If the idea of a wealthy mogul running as an unbought outsider against a rigged system sounds familiar, that is no accident.
“Mr. Trump had a point,” Mr. Steyer said. “I think that’s why he got elected. Because the system is broken. It turns out he’s the biggest stooge there is.” Mr. Steyer’s ads have also argued that, as a billionaire, he has standing to take on Mr. Trump on the economy.
‘Personal choice’ won’t solve this problem
When Mr. Trump came to the Iowa State Fair in 2015, he arrived on his own private plane and brought along a helicopter for joy rides. Mr. Steyer says he only flies commercial for environmental reasons. He also refuses bottled water.
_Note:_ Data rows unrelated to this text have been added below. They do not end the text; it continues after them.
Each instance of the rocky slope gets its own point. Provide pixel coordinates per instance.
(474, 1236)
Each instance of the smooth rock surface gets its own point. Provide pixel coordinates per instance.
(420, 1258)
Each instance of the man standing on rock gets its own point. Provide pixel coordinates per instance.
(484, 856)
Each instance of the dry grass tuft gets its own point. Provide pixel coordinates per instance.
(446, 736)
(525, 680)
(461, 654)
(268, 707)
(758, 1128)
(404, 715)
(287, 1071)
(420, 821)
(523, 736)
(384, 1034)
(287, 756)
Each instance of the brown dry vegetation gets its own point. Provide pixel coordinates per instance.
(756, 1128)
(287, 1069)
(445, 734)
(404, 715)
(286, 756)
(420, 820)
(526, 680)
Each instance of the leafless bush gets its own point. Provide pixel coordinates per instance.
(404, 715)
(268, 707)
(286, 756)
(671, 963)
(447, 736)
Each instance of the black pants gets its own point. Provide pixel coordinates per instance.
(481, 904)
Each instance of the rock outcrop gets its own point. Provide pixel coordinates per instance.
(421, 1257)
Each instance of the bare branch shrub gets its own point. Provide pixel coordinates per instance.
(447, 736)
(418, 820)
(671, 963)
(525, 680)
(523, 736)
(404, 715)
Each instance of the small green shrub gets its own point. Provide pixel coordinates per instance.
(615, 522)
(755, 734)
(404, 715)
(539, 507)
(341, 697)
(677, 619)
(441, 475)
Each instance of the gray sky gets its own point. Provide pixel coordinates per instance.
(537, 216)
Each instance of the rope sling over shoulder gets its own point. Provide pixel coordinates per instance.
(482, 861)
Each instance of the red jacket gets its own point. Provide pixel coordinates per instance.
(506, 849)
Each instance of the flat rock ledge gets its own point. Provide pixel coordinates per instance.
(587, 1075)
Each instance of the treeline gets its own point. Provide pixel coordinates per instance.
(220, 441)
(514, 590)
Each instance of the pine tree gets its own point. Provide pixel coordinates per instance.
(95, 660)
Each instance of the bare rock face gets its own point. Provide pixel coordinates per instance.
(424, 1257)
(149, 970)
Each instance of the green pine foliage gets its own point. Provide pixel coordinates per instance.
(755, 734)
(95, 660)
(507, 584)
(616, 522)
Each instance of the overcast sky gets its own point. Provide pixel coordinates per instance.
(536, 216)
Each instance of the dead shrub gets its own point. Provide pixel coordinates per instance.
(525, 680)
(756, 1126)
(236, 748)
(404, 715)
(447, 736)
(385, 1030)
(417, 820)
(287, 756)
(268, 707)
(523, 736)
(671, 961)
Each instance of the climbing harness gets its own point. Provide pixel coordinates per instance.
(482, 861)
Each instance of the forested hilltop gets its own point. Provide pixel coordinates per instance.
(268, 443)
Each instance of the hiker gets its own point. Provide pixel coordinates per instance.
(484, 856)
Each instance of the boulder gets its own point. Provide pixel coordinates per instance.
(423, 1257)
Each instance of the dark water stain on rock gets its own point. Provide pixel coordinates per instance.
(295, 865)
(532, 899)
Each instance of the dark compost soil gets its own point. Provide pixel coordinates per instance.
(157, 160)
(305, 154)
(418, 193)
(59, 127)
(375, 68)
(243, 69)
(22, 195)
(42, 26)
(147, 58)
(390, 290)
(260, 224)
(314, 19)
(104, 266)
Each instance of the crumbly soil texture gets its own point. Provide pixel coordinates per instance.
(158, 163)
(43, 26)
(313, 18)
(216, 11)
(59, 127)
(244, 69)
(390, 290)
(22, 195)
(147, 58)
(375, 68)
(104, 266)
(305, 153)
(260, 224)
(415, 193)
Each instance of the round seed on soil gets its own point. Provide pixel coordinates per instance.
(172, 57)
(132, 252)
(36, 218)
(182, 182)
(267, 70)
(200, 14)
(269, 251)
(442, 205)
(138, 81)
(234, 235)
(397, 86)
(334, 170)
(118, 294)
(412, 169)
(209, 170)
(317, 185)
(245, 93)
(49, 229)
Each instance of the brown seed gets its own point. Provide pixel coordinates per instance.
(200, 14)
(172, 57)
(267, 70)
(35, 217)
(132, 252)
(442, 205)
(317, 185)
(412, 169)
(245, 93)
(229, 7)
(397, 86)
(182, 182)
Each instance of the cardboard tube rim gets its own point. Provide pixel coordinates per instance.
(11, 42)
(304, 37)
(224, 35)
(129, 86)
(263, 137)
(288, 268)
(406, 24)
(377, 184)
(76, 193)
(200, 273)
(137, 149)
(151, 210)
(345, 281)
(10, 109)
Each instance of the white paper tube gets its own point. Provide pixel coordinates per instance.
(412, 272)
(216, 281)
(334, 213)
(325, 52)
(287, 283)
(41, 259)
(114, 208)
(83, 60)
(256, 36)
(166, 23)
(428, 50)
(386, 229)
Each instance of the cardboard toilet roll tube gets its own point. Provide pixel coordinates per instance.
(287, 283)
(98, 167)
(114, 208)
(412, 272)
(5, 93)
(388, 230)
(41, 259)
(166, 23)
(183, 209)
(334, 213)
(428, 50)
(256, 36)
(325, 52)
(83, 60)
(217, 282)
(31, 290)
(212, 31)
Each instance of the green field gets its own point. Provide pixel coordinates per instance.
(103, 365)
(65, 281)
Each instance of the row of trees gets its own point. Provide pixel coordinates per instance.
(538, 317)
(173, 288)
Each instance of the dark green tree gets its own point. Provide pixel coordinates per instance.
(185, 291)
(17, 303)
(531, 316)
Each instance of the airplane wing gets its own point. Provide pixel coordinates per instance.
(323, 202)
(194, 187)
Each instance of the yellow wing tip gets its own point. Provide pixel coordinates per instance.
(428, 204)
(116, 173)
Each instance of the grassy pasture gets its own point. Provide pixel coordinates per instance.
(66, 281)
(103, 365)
“Personal choice is not going to solve this problem,” he acknowledged, speaking of climate change.
His other personal choice — spending $100 million to try to be president — is why he found himself speeding across the Iowa fairgrounds in the early August heat to catch some 4-H farm animals before his scheduled commercial flight. He broke into a light jog as his son, staff members and a couple of journalists followed in a slow-motion chase.
“Run, Forrest, run,” someone shouted as Mr. Steyer pumped his arms.
His eyes widened when he learned that some Democrats flew private planes on the campaign trail. (“Are other people flying private?” “Like who?” “I’d love to know who’s flying private planes.” “How do you find that out?”)
“There’s a real question here about who takes climate seriously,” Mr. Steyer finally said. “It’s a real question.”
When Mr. Steyer arrived, the barn was empty. “Doggone it,” he muttered to no one in particular.
With that, he and his staff were off to the airport.